Costuma-se tratar os recicláveis como sendo resíduos limpos, os quais podem ser estocados, sem maiores transtornos, até que o recolhimento seja feito. Quando se fala em limpeza é preciso considerar o uso da água. A água é um bem natural essencial. Não vivemos sem água. A poluição hídrica é um fator importante para a escassez, pois muitas vezes, mesmo havendo reservas, o uso é inviabilizado pela falta de qualidade ou pelas limitações operacionais ou, ainda pelos custos financeiros relativos ao tratamento físico-químico.
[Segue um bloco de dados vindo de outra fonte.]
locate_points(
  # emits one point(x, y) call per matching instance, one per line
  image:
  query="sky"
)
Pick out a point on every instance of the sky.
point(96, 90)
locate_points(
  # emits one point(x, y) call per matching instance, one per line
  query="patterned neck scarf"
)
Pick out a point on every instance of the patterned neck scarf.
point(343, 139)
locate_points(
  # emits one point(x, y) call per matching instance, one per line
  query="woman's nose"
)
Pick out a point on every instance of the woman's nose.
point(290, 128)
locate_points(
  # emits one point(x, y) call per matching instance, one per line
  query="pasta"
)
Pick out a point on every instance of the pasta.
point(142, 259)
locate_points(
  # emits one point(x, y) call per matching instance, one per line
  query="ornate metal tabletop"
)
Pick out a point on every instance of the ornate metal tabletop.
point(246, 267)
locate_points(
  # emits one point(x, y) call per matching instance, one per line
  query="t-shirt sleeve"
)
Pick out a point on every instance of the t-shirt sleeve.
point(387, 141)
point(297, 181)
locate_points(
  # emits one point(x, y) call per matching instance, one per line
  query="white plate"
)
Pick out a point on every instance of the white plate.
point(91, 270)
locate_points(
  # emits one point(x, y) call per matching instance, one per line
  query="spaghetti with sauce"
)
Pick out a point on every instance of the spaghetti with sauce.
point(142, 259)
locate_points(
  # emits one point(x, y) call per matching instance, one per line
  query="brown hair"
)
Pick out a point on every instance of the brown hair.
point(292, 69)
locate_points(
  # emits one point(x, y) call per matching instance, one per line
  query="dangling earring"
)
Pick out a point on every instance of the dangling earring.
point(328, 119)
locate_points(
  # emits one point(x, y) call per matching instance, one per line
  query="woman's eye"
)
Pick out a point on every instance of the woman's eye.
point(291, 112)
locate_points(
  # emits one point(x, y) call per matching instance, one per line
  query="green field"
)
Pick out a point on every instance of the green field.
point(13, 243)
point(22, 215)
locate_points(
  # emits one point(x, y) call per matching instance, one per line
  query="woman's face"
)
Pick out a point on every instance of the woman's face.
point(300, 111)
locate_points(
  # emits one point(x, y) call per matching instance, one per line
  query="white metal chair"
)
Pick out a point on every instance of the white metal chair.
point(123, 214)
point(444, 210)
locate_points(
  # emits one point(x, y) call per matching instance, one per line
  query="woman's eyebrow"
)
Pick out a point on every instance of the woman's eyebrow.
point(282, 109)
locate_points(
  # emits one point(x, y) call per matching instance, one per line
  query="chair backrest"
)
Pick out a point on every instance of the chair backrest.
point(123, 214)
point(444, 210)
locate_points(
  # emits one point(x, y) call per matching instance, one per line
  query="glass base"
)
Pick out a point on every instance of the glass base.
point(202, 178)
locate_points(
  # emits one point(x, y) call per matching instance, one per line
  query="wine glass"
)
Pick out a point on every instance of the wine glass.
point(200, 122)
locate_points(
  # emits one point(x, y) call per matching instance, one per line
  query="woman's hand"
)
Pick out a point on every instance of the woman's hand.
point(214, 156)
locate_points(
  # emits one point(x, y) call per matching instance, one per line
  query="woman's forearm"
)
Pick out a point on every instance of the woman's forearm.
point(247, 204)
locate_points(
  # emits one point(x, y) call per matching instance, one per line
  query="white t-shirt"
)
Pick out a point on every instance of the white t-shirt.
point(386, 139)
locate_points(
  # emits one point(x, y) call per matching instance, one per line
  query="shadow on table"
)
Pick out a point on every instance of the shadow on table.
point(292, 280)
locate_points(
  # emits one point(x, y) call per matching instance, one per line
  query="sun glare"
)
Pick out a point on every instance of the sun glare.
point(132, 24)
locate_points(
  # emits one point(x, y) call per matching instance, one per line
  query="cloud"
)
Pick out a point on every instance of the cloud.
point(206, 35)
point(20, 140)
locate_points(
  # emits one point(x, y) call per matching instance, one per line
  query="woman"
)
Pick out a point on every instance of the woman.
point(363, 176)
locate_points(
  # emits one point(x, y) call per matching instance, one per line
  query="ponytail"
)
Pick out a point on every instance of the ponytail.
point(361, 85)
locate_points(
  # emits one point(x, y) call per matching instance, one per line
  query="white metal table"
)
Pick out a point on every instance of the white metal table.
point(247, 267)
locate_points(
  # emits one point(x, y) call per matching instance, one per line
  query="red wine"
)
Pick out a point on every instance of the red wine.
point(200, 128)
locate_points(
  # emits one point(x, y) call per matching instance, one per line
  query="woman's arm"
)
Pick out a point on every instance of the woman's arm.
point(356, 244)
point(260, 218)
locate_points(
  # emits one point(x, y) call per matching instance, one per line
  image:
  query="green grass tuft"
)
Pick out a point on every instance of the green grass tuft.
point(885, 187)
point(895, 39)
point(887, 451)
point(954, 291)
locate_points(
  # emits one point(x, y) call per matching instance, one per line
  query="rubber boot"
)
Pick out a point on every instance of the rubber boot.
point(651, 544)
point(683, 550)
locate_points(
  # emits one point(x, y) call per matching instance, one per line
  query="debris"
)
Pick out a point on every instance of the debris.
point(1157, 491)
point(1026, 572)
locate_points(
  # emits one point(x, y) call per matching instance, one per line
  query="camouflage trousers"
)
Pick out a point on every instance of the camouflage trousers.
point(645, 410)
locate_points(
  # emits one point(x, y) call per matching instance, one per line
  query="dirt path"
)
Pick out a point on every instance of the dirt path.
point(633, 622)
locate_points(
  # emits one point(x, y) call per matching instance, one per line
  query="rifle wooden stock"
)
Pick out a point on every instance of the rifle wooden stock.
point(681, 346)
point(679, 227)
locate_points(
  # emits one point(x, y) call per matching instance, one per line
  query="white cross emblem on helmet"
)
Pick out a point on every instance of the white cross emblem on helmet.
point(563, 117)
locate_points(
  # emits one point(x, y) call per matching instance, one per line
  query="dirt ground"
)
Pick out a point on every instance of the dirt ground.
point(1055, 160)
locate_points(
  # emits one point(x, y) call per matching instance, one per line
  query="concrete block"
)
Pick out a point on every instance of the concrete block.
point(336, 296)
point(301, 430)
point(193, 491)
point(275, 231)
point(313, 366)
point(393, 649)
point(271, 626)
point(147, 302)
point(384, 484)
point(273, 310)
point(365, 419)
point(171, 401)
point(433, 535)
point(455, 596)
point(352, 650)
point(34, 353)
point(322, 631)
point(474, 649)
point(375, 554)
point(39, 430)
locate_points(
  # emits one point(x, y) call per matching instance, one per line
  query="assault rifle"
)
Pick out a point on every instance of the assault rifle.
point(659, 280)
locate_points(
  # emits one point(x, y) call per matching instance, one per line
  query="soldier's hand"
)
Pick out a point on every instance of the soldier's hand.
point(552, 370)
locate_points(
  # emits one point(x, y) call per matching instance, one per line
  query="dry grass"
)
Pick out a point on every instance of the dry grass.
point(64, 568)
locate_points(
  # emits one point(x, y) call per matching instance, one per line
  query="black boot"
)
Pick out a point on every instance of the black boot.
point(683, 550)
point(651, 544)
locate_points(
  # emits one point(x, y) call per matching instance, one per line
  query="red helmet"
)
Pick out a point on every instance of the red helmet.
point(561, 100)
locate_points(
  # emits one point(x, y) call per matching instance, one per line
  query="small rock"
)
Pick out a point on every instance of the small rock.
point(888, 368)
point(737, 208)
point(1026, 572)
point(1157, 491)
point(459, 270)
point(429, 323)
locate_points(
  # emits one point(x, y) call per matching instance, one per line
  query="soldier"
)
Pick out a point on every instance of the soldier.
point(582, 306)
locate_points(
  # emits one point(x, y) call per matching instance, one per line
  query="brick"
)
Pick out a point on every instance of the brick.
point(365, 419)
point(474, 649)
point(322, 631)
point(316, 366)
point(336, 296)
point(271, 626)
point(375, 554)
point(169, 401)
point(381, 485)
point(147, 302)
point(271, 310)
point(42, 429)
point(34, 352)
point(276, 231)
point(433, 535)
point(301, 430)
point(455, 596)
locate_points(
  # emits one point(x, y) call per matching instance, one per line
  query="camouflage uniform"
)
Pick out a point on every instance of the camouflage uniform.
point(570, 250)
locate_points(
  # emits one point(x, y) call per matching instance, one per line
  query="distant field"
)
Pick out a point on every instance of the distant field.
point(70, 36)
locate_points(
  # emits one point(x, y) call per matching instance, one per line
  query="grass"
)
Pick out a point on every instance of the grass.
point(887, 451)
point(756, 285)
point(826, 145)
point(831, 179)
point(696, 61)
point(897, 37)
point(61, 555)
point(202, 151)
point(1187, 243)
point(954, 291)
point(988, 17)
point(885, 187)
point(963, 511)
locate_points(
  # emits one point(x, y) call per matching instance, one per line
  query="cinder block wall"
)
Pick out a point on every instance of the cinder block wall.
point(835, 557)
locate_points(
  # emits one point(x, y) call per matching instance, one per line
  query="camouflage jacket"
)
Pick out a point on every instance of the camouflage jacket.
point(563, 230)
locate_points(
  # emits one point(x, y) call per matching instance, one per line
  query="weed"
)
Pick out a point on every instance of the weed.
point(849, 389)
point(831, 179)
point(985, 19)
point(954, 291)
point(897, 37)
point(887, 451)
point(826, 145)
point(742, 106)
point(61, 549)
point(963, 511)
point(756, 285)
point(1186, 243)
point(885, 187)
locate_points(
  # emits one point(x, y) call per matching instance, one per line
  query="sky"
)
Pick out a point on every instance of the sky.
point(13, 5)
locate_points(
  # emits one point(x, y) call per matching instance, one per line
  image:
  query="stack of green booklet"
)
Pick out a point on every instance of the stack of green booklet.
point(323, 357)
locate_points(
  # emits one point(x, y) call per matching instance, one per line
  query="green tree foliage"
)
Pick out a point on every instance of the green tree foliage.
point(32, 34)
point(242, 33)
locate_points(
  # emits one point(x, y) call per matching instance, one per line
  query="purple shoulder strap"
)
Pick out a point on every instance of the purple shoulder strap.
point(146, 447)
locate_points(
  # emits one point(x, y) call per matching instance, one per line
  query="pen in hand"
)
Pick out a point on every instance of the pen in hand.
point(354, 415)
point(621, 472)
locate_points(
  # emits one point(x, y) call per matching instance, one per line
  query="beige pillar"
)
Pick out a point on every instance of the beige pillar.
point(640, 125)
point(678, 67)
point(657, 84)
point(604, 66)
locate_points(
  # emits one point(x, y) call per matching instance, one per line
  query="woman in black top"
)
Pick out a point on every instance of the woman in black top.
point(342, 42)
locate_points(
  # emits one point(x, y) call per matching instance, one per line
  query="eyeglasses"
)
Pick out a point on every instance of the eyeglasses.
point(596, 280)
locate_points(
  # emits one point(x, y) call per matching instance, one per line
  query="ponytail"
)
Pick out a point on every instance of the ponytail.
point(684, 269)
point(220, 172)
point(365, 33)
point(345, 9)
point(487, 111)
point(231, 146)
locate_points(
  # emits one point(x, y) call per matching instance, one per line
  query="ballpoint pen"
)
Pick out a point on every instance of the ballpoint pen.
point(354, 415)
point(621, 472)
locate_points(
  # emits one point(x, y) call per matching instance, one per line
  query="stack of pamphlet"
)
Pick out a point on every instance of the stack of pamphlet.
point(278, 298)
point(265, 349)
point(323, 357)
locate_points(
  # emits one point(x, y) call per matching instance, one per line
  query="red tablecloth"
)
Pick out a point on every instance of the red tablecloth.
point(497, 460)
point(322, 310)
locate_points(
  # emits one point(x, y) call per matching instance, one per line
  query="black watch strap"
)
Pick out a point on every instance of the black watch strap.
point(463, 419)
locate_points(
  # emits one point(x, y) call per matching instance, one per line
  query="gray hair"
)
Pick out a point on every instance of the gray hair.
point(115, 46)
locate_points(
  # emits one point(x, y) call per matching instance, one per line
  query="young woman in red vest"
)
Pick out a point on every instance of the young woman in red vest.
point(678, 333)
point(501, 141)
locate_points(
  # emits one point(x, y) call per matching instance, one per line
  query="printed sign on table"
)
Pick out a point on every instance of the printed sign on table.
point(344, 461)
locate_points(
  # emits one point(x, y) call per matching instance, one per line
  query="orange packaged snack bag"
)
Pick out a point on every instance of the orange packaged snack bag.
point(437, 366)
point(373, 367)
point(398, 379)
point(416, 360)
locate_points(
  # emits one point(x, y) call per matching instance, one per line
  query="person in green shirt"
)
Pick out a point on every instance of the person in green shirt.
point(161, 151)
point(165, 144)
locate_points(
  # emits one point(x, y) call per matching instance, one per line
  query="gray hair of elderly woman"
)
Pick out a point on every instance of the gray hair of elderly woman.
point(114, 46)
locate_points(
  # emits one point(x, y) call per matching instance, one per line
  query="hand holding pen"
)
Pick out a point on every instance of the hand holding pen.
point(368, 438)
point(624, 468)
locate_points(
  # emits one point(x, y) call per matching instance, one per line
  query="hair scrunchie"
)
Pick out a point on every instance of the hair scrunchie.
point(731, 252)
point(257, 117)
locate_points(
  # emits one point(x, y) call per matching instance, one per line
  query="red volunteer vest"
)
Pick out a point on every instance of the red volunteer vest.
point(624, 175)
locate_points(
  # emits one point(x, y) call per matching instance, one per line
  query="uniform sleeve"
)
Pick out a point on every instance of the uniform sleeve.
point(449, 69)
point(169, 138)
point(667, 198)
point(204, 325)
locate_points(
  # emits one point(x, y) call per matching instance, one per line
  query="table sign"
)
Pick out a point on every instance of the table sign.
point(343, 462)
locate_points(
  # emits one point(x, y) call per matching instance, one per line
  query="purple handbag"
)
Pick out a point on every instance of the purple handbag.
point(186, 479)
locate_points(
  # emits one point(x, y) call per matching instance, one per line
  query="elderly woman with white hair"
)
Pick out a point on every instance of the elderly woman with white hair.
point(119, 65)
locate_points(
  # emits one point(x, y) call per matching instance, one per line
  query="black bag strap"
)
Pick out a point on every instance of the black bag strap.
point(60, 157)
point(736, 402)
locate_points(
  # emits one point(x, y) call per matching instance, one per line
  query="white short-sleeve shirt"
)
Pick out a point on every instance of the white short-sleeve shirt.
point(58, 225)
Sempre que possível, o ideal é lavar as embalagens, para isso é possível usar água servida. A água de enxague da louça, por exemplo, é uma boa alternativa. Basta tapar o ralo da pia e dar uma boa enxaguada para retirar o grosso. Essa medida já é suficiente para evitar os transtornos decorrentes da presença de sujidades.

A força da gravidade também pode ser uma aliada tanto no aspecto do maior aproveitamento quanto da limpeza. Emborcar as embalagens deixando-as de cabeça para baixo, facilita o escorrimento dos produtos. Resíduos de líquidos viscosos, como óleos, são facilmente eliminados desta forma. Assim também, se evita o uso de detergente que, quando presente no esgoto urbano, em especial em cidades que não dispõem de unidades de tratamento, contribui fortemente para a poluição dos rios, dos lagos e de outros corpos hídricos.

O uso de descartáveis, se por um lado oferece praticidade, por outro traz consigo um alto custo ambiental. Este custo está relacionado à pegada ecológica dos materiais que os compõem. Pensando nos plásticos que demoram centenas de anos para se decompor, a pegada atravessa gerações. O retorno das embalagens ao ciclo produtivo, por meio da reciclagem, minimiza o impacto do descarte no meio ambiente, mas está longe de neutralizá-lo.

O ideal é usar embalagens retornáveis oportunizada pelas vendas à granel. A refilagem (uso de refil) poderia ser uma alternativa não fosse o incompreensível preço mais alto dos produtos acondicionados neste tipo embalagem. Uma prática que vai na contramão da sustentabilidade e da redução dos impactos ambientais provocados.

Essa conduta é facilmente comprovada nos produtos de limpeza. É mais barato comprar sabão líquido na embalagem original que usa mais plástico para produzi-la do que em refil. Uma conta ambiental que não fecha considerando o incentivo ao consumo na contramão da redução.

Usar os produtos até o último restinho é a ponta do iceberg. O problema das embalagens é bem mais complexo e exige enfrentamento, em especial com políticas relativas aos materiais usados para a confecção das mesmas e a implantação, de fato, da logística reversa que visa fechar o ciclo em direção a uma economia circular, responsabilizando todos os elos da cadeia de produção, distribuição e consumo, no sentido de reduzir os impactos ambientais decorrentes do consumo de diversos produtos.

(*) Marta Tocchetto é Professora Titular aposentada do Departamento de Química da UFSM. É Doutora em Engenharia, na área de Ciência dos Materiais. Foi responsável pela implantação da Coleta Seletiva Solidária na UFSM e ganhadora do Prêmio Pioneiras da Ecologia 2017, concedido pela Assembleia Legislativa gaúcha. Marta Tocchetto, que também é palestrante em diversos eventos nacionais e internacionais, escreve neste espaço às terças-feiras.